Les États-Unis ont imposé vendredi des sanctions à cinq entreprises et individus accusés d'avoir recruté d'anciens militaires colombiens pour combattre aux côtés d'un groupe paramilitaire au Soudan.
« Ce réseau a alimenté le conflit, engendrant l'une des pires crises humanitaires et famines au monde », a déclaré le département du Trésor dans un communiqué.
Les États-Unis ont exhorté l'armée soudanaise et les Forces de soutien rapide (RSF) à accepter une trêve humanitaire de trois mois sans conditions, a précisé le Trésor.
La guerre brutale qui oppose depuis trois ans l'armée soudanaise aux RSF a engendré ce que les organisations humanitaires qualifient aujourd'hui de pire crise humanitaire au monde.

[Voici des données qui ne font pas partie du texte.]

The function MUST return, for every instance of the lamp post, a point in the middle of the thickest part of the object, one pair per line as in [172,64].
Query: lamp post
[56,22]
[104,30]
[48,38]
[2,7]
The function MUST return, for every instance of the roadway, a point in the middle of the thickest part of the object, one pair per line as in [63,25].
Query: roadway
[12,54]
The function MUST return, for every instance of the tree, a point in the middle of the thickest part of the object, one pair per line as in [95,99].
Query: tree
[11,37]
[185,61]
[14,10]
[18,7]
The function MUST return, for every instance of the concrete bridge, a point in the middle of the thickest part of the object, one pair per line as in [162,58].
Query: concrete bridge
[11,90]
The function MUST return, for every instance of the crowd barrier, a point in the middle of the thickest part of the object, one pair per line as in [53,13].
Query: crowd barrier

Des centaines d'anciens soldats colombiens se sont rendus au Soudan pour soutenir les RSF, tant au combat que sur le plan technique, participant à des affrontements dans tout le pays, a indiqué le Trésor américain.
Les sanctions annoncées vendredi visent notamment Fenix Human Resources SAS, une agence de placement basée à Bogota (Colombie), et son gérant, José Libardo Quijano Torres ; l’ancien colonel de l’armée colombienne José Oscar Garcia Batt, propriétaire de la société de recrutement Global Qowa Al-Basheria SAS, également basée à Bogota, et son gérant, Omar Fernando Garcia Batte.
Ces sanctions entraînent le blocage de tous les biens et intérêts des personnes et entreprises désignées aux États-Unis.